Parking+lots+K+and+N+at+CSUSM%2C+always+filled+with+cars+throughout+the+school+days.

Photo by Vicky Marie Juram

Parking lots K and N at CSUSM, always filled with cars throughout the school days.

Tyler Hudson, Opinion Writer

My tires stutter and slide, struggling to grab anything in the loose gravel. The dust surrounds my car as I roll to a stop in what I can only assume is an actual parking spot.

My new PayByPhone app struggles to gain a signal as I slog beneath the Lot X sign posted overhead. I walk for a minute or two, praying that I entered my license plate information correctly.

My money disappears into the ether as I confirm my exorbitant parking fee for the day. If I was benefiting from this new system, it sure didn’t feel like it.   

Touted as a cost saving, time efficient alternative to CSUSM’s previous parking system, June 1 saw the implementation of the PayByPhone parking system. As with any new technology however, the intended audience should remain skeptical.

Flaunted as a benefit of the new virtual parking system, drivers are no longer required to display physical permits. Students that drive to school will soon realize however that this boastful benefit is in fact a wolf in sheep’s clothing.

Like most of my academic companions of semesters past, I found myself struggling to compile any sort of respectable class schedule. As a consequence of poorly plotted class scheduling, I was frequently on campus for several hours a day.

This of course required me to purchase a full day parking permit. I realized then, a flaw in the system.

The greatest part of my school day was getting back to my vehicle and knowing that I held a prepaid parking permit that was valid for the full day. Before the next car pulled up to the parking pass machine to purchase a permit, I would gleefully pass my ticket to them, thus preventing the loss of another precious $10.

If this was my way of giving back to my fellow students, the new virtual parking system made quick work of eradicating it.

Along with the dissolution of permit sharing, another unsettling facet of the new system lies in its use of license plate recognition software. This plate recognition, which is also known as LPR, tracks records and stores your license plate within its database.

I feel uneasy as I input my license plate information, body type, make, color and year. I wonder where this information is going, and who has access to it.

CSUSM’s own parking FAQ sheet claims that this information shall be used for “the strict purposes of verifying CSUSM parking permits on campus.” However, in September 2017, the California Supreme Court ruled that all automated license plate readers (ALPR) data collected is open to the public.

Additionally, as a result of a 2018 lawsuit filed by the American Civil Liberties Union Foundation of Northern California, it was discovered that “ICE purchased access to two private databases of ALPR data for potential use for civil immigration enforcement.”

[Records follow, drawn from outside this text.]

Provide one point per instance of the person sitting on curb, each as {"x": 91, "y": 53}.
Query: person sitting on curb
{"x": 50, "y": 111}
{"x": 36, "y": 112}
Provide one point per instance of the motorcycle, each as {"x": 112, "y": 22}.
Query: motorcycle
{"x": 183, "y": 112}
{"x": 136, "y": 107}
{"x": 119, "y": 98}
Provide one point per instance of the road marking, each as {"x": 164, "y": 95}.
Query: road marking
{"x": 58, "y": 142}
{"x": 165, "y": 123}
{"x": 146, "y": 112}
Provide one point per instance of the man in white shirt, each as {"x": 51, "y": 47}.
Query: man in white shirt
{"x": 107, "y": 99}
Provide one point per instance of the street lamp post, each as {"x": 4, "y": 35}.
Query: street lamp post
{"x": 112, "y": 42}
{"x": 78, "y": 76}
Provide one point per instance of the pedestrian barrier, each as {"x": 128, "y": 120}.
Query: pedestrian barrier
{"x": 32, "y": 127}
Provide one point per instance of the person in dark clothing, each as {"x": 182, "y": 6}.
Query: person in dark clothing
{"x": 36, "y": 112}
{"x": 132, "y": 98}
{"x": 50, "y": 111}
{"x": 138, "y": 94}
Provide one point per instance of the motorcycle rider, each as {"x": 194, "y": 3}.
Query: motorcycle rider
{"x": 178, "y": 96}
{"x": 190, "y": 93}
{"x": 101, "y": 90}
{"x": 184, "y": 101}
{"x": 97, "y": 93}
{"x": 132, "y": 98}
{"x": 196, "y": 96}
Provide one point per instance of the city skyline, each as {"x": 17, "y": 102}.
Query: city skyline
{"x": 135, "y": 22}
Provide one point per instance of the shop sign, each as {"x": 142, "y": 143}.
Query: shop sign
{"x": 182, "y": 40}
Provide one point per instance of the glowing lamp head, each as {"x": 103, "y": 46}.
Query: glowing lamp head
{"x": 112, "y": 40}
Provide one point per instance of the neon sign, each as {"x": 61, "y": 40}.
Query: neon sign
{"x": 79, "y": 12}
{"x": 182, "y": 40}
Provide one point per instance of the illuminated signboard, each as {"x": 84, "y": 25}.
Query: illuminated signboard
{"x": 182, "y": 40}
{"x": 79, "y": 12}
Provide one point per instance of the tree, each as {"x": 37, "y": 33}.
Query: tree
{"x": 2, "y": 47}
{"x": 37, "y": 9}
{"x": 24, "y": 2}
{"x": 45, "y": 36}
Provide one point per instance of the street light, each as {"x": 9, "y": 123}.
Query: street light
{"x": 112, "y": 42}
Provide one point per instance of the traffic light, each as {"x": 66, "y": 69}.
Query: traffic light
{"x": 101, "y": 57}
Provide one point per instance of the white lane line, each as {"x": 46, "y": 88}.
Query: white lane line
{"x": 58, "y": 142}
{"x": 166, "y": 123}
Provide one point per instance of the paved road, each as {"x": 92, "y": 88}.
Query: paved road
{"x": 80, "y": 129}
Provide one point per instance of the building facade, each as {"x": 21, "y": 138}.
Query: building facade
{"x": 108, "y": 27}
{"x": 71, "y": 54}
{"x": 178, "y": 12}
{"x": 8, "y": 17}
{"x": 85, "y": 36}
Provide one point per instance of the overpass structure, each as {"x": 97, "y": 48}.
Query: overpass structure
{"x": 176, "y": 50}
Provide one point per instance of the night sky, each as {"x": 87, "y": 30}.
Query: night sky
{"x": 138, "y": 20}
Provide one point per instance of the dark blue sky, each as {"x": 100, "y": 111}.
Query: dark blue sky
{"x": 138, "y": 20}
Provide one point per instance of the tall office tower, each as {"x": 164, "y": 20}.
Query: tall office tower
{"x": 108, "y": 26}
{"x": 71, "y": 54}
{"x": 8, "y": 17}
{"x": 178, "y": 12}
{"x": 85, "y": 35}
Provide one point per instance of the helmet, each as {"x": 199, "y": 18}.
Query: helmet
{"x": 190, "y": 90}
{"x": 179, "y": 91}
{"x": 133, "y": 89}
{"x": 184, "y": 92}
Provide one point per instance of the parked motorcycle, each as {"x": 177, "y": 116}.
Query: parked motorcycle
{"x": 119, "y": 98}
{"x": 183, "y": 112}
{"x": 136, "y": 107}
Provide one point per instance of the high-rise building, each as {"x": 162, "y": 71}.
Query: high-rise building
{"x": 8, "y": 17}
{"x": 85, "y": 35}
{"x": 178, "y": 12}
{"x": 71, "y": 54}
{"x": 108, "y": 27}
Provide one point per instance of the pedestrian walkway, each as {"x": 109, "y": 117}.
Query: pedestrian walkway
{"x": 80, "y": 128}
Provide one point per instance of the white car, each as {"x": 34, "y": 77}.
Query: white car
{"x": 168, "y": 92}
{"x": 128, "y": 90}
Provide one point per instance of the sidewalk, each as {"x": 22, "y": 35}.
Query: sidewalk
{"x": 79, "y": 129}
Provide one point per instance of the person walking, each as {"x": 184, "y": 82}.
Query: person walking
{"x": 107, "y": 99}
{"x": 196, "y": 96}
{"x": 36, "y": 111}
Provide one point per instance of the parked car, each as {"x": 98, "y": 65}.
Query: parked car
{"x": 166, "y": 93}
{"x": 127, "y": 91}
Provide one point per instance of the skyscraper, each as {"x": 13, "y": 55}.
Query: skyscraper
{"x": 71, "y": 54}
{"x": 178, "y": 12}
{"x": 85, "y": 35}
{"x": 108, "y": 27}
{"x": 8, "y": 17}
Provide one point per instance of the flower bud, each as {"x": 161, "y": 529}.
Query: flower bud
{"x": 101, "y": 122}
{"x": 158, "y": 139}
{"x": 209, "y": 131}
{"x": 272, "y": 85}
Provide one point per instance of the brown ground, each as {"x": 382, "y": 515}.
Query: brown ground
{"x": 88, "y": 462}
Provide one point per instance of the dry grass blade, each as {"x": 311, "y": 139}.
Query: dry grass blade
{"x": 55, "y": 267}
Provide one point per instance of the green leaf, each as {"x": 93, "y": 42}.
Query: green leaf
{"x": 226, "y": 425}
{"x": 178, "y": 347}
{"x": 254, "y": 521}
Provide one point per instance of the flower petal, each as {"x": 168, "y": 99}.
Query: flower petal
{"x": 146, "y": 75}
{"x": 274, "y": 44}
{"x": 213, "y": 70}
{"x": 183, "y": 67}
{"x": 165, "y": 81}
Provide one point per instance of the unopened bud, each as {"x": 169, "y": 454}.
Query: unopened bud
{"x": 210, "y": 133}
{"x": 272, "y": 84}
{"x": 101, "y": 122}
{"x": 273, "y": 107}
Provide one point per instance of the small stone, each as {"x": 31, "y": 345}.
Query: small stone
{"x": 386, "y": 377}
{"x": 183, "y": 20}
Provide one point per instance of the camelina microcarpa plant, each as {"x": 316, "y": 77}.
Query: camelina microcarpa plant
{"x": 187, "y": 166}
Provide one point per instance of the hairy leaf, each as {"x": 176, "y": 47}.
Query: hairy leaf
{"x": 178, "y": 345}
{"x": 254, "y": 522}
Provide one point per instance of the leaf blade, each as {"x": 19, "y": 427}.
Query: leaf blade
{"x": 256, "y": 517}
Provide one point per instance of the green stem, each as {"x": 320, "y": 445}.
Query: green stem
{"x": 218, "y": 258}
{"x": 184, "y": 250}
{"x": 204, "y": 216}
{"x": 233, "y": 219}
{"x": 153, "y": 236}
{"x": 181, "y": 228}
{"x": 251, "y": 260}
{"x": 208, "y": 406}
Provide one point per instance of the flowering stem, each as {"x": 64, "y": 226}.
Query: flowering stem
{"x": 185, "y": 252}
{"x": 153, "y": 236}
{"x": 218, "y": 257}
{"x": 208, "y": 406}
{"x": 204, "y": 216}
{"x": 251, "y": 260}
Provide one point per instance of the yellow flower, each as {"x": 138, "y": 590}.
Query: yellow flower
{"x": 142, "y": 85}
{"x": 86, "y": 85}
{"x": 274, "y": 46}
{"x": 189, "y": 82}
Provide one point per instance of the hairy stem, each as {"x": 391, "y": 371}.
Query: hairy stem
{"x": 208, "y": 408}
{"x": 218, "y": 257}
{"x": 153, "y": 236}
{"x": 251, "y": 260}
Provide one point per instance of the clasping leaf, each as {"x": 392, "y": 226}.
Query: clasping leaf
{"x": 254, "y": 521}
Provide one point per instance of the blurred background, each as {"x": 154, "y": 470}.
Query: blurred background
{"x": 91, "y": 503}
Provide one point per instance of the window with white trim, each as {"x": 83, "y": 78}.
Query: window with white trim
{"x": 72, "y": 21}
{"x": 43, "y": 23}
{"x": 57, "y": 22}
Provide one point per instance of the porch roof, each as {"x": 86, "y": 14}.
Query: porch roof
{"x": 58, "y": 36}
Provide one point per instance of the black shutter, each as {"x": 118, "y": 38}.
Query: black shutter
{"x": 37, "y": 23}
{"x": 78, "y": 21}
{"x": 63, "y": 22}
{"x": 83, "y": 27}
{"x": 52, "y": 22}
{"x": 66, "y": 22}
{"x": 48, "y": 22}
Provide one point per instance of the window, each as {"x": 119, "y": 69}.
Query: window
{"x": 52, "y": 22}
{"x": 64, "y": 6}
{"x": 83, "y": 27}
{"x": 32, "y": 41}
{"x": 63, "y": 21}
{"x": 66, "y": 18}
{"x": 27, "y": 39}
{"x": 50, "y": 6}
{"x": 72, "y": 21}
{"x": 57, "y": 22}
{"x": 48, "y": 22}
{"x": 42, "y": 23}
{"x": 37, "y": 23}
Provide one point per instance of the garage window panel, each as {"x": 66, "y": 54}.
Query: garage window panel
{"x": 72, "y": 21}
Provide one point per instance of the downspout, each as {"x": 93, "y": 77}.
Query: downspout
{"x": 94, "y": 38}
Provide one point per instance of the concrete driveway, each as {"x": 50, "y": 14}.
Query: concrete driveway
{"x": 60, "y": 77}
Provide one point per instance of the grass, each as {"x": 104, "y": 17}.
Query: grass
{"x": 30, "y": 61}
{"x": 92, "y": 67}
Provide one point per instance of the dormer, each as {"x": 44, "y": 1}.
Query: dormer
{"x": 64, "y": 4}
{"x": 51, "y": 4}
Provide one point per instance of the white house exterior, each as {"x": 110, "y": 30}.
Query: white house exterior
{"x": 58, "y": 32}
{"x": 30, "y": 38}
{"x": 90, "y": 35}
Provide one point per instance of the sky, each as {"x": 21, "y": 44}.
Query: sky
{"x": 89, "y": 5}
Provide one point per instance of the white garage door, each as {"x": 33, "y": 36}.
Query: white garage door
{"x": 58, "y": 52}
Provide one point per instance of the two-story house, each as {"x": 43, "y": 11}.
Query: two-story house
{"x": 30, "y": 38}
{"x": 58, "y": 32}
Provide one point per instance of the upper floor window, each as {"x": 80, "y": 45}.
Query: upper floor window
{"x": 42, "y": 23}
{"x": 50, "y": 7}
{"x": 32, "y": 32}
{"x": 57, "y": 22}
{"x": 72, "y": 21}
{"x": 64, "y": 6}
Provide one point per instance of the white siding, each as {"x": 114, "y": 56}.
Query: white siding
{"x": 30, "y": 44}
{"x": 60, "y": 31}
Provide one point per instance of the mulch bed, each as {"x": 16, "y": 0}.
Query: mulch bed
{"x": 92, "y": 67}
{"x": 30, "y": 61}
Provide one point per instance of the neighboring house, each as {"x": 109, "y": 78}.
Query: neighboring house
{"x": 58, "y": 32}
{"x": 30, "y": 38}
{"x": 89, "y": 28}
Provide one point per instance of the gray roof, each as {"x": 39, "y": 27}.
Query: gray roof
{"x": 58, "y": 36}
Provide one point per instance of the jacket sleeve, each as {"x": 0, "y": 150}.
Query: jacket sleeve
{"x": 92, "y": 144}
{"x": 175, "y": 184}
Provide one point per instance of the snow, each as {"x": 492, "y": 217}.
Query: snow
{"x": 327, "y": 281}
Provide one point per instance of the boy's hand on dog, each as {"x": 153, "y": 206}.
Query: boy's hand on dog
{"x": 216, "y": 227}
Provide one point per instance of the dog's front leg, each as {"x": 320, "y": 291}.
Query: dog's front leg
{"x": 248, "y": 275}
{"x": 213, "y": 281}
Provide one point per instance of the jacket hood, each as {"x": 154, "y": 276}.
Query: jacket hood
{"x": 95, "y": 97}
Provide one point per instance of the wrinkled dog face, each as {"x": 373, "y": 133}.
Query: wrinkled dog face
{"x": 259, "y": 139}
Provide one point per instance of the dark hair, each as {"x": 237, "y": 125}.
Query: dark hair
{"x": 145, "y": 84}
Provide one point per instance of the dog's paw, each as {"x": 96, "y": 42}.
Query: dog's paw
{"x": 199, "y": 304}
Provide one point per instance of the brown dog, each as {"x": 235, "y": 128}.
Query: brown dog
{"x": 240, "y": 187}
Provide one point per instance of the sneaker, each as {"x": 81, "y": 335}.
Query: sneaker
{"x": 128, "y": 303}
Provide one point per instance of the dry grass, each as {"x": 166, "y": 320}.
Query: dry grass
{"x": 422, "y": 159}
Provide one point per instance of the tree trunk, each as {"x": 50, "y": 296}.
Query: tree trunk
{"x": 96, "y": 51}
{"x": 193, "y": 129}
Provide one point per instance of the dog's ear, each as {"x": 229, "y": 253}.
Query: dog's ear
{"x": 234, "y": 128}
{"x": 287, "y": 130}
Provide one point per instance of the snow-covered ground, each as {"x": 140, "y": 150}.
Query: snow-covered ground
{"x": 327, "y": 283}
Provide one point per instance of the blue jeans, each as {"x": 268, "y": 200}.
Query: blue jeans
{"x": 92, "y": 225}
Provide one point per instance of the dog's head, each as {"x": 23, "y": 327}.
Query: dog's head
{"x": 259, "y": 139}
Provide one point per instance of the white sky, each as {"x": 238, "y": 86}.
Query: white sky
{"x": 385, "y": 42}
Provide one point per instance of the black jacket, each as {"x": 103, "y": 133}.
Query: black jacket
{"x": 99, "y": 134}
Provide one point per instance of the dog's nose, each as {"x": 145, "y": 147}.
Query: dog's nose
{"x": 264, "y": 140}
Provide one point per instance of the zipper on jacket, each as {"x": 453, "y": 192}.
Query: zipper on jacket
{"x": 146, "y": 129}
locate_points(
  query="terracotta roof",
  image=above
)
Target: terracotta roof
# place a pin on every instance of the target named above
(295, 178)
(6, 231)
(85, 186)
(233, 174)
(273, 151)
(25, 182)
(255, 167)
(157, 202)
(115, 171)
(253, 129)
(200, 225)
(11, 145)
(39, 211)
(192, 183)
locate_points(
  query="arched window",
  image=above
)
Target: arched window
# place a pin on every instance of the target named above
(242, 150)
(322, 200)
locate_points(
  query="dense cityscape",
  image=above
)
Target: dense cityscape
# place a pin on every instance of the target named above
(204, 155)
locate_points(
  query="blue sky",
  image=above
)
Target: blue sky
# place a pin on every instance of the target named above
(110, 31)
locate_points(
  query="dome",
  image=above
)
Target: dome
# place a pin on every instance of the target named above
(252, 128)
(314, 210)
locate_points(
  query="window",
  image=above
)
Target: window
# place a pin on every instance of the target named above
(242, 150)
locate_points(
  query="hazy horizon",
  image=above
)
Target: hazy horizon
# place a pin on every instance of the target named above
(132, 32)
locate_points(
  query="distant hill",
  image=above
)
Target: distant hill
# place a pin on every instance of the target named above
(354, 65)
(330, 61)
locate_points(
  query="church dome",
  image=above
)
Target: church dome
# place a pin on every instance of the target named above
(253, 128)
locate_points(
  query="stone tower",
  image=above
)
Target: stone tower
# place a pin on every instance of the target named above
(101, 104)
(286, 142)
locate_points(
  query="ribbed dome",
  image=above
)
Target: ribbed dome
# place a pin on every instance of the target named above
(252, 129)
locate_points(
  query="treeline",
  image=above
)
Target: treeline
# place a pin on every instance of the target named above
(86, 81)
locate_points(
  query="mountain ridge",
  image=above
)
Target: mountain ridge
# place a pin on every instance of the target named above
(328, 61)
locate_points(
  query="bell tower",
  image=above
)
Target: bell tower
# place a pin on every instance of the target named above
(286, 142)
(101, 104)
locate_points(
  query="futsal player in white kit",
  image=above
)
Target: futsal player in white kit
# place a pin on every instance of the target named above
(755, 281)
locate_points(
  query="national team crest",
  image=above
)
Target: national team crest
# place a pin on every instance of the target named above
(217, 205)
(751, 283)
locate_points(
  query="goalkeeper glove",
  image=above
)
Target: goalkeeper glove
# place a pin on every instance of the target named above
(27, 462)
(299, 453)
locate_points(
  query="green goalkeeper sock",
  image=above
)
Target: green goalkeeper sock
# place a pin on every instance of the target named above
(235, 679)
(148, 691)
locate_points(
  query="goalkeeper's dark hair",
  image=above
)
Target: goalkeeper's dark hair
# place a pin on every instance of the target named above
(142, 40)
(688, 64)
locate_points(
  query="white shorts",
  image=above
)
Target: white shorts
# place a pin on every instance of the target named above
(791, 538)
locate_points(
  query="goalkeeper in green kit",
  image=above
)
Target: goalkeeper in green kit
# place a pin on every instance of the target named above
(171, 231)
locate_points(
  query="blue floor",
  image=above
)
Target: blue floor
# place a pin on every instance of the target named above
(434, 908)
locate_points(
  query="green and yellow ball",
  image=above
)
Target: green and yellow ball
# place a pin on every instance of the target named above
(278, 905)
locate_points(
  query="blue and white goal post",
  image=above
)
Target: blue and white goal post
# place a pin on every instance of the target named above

Ask yourselves, how much do you trust the university to keep your information safe from prying eyes?

Surely the advent of a fully autonomous parking system will be the cure to Cal State San Marcos’ skyrocketing parking costs.

As I trudge up the seemingly endless slope of Craven from the abyss of the Lot X, past the horde of students counting on that next open spot, I can’t help but wonder who the true beneficiaries of this new parking system really are.